DAVA : Zimmet suçundan sanık Mehmet Koçak’ın TCY.nın 202/1, 80, 59, 219. maddeleri gereğince 4 sene 10 ay 10 gün ağır hapis cezası ile cezalandırılmasına ve kamu hizmetlerinden sürekli yoksun bırakılmasına ilişkin Mersin 2. Ağır Ceza Mahkemesince verilen 27.1.1993 gün 139/13 sayılı hükmün sanık ve katılan vekilleri tarafından temyizi üzerine dosyayı inceleyen Yargıtay 5. Ceza Dairesi 14.7.1993 gün 1899/2904 sayı ile; "Bu suçtan tutuklu bulunan sanığın talimatla sorgusu yapılarak CMUY.nın 226. maddesine muhalefet edilmesi" nedeniyle bozulmuş, bozmaya uyan Yerel mahkeme 15.9.1993 gün 168/115 sayı ile sanığın TCY.nın 202/1, 80, 202/son, 59, 219. maddeleri gereğince 3 sene 2 ay 26 gün ağır hapis ve memuriyetten sürekli mahrumiyet cezası ile cezalandırılmasına karar vermiş, katılan ve sanık vekillerinin temyizi üzerine Özel Daire bu kerre 2.3.1994 gün 4669/736 sayı ile "dosya içeriğinden zimmet suçunun 25.5.1991 tarihine kadar teselsül ettiği anlaşılmasına göre sanık hakkında 29.11.1990 tarihinde yürürlüğe giren 3679 Sayılı Yasa ile değişik TCK.nun 202. maddesiyle uygulama yapılması gerekirken eski maddenin uygulanmasıyla eksik ceza tayini" isabetsizliğinden bozmuştur.

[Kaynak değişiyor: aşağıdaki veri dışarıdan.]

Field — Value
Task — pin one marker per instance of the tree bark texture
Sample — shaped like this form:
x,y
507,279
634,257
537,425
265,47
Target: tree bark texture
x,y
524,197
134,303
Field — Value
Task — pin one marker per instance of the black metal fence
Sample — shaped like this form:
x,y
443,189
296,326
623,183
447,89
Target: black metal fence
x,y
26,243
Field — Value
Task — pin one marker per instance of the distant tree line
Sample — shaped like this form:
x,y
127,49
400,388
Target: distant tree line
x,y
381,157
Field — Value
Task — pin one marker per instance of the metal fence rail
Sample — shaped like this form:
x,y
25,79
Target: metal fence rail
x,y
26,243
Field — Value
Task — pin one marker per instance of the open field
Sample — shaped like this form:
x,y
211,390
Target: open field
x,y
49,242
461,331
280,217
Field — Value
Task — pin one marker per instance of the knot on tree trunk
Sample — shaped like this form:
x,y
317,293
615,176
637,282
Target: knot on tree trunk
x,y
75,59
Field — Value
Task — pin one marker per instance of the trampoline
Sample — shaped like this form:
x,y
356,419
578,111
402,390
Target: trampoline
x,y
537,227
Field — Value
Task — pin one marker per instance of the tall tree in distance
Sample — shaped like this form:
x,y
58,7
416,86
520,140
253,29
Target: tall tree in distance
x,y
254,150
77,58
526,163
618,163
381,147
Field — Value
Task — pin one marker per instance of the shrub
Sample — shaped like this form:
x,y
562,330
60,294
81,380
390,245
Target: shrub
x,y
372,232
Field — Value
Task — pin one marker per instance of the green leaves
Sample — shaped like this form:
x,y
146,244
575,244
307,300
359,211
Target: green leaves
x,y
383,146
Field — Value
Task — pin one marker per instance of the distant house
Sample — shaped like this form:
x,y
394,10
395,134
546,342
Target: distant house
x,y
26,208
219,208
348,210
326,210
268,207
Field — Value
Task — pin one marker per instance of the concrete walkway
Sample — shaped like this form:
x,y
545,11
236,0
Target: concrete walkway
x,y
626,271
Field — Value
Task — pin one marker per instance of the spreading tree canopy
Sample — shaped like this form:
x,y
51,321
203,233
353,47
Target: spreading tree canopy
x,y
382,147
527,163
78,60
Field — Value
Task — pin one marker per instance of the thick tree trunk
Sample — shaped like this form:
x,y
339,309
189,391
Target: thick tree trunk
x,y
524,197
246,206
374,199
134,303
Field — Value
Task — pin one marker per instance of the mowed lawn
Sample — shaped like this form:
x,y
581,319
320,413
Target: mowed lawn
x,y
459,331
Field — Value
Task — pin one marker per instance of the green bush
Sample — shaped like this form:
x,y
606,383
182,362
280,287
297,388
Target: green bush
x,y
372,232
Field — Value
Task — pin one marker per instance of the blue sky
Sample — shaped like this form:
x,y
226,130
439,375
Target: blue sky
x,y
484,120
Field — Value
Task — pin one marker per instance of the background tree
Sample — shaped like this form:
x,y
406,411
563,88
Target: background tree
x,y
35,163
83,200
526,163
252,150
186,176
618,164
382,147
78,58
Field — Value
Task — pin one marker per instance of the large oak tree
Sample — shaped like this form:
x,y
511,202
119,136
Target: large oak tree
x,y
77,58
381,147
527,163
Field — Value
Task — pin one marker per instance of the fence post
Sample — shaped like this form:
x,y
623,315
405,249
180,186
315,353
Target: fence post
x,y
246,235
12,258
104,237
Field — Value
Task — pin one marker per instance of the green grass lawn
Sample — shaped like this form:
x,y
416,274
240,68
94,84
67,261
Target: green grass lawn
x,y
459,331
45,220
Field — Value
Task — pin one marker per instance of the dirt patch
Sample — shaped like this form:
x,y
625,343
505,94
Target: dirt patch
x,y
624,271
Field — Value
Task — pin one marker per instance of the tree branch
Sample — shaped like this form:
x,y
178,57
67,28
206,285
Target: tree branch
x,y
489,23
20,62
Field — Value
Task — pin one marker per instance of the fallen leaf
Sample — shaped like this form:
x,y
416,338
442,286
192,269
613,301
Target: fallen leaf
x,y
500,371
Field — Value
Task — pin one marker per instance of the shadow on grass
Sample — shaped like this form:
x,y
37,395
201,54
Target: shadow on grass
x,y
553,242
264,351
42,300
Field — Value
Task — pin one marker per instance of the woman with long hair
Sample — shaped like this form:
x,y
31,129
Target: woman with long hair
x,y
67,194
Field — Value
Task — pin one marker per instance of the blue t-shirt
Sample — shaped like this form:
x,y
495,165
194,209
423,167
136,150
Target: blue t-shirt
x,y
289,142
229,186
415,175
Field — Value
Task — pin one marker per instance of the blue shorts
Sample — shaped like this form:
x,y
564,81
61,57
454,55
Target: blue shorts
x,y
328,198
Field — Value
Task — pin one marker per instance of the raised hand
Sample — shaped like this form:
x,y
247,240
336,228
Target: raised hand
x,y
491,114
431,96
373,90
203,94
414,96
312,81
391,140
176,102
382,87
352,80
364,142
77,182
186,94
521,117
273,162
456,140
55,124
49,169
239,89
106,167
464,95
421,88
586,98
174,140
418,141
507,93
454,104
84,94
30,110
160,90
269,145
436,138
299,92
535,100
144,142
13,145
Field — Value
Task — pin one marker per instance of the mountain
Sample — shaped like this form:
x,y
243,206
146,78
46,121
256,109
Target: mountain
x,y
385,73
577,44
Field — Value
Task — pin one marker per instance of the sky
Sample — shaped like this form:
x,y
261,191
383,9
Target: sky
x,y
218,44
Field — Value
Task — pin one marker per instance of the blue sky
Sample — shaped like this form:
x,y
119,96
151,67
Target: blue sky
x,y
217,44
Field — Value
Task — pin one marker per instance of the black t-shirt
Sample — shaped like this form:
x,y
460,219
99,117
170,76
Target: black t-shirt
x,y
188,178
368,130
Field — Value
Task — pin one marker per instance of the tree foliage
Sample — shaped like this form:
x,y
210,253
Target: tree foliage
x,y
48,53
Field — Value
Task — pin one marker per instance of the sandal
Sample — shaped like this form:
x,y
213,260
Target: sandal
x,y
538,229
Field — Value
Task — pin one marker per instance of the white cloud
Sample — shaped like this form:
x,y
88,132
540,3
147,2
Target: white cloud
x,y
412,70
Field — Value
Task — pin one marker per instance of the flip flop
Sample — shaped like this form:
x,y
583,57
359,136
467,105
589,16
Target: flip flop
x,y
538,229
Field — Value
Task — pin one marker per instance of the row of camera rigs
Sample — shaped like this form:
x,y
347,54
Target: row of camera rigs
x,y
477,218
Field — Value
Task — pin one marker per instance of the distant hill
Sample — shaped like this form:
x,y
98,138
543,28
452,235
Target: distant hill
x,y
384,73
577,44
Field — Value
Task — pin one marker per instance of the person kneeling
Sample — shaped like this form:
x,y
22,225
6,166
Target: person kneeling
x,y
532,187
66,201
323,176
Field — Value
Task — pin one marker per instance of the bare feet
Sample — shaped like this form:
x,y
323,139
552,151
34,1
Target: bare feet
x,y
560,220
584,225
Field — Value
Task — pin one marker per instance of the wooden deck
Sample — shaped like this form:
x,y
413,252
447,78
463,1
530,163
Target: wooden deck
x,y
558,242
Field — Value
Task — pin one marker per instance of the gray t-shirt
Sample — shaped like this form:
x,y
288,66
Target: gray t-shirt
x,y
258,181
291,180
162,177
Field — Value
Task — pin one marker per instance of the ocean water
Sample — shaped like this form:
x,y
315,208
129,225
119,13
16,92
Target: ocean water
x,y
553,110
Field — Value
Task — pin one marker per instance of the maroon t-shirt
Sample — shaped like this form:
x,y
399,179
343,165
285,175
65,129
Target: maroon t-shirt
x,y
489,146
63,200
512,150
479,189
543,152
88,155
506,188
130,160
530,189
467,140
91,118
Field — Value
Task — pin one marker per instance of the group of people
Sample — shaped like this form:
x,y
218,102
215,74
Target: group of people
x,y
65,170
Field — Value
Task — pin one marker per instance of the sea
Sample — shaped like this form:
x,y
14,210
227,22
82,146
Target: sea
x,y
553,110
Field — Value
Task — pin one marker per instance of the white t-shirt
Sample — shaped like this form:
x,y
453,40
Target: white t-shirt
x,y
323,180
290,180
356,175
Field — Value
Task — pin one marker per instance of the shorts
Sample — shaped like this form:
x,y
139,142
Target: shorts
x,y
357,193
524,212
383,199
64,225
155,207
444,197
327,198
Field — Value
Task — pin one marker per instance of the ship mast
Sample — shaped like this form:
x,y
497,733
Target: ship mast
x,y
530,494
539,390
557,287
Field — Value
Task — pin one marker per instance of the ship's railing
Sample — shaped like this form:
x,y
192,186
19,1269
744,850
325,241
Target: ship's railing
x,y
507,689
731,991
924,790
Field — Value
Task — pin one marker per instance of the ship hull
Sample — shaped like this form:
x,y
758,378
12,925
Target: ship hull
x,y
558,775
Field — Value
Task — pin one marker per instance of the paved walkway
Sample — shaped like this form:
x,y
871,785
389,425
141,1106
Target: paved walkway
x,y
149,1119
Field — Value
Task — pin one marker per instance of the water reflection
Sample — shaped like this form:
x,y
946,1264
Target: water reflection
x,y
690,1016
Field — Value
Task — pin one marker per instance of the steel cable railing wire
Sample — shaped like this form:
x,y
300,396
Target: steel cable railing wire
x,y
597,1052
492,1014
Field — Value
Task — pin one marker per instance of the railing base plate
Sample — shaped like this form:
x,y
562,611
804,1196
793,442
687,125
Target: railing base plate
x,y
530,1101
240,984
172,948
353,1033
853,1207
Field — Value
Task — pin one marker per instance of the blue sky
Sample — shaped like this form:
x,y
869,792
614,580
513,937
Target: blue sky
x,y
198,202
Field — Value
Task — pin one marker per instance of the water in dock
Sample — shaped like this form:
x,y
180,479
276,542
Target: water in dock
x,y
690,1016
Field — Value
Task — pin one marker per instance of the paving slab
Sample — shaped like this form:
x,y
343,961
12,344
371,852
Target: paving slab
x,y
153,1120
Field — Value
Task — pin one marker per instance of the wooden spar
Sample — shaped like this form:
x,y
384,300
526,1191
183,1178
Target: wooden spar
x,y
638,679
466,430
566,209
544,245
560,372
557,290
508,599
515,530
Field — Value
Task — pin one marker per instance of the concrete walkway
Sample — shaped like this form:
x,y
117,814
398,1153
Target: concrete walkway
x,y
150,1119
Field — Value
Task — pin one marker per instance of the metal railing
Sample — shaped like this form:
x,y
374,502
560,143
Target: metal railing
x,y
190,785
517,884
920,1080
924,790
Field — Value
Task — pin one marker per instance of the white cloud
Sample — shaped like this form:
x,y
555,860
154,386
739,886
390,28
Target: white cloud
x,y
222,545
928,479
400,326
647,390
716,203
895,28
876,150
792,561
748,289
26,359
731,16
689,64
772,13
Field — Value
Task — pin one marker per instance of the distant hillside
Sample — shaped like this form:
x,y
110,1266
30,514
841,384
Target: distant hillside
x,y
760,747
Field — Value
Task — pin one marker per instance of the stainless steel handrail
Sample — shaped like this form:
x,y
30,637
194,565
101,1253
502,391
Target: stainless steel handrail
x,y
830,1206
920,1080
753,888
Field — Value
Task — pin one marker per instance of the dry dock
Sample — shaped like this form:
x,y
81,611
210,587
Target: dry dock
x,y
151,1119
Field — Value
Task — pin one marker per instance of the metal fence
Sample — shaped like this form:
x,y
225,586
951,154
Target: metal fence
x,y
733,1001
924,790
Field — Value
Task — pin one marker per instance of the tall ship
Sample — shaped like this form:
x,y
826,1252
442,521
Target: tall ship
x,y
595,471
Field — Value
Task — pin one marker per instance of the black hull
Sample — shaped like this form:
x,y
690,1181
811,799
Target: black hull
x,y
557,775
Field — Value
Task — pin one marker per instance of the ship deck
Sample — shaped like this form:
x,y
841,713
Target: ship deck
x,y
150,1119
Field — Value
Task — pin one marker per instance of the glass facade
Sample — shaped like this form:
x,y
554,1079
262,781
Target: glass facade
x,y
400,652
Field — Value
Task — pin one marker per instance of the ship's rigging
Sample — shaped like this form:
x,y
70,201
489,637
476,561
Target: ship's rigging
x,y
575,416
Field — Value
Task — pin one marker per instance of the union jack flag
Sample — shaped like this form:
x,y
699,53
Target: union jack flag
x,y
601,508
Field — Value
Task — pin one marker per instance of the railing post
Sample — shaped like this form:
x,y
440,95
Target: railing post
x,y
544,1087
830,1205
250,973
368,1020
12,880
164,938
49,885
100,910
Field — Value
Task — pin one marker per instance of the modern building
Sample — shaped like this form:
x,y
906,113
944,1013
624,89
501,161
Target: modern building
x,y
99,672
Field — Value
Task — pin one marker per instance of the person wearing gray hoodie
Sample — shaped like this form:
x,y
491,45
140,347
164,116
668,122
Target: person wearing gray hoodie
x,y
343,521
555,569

Yerel Mahkeme 8.6.1994 gün 84/100 sayı ile;

Fiil 3679 Sayılı Yasa yürürlüğe girmeden önce işlenmeye başlanmış ve bu yasa yürürlükteyken işlemeye devam olunmuştur. TCY.nın 2. maddesi gereğince suçun işlenmeye başlandığı tarihteki lehe olan Yasa uygulanmalıdır." gerekçesiyle önceki hükümde direnmiştir.

Bu hükmün de Yargıtayca incelenmesi sanık vekili ve katılan vekilleri tarafından süresinde istenildiğinden dosya; Yargıtay C.Başsavcılığının "bozma" istemli 27.12.1994 günlü tebliğnamesiyle Birinci Başkanlığa gönderilmekle Ceza Genel Kurulunca okundu, gereği konuşulup düşünüldü.

KARAR : Sanığın zimmet suçundan TCY.nın 202/1, 80, 202/son, 59. maddeleri gereğince cezalandırılmasına karar verilen olayda; Özel Daire ile Yerel Mahkeme arasında oluş ve sübutta bir uyuşmazlık bulunmamaktadır. Çözümlenecek sorun, fiilin işlenmeye başladığı tarihte yürürlükte olan yasanın mı, yoksa müteselsil suçlarda, sonradan yürürlüğe giren ve teselsülün sona erdiği tarihte yürürlükte bulunan yasanın mı uygulanacağına ilişkindir.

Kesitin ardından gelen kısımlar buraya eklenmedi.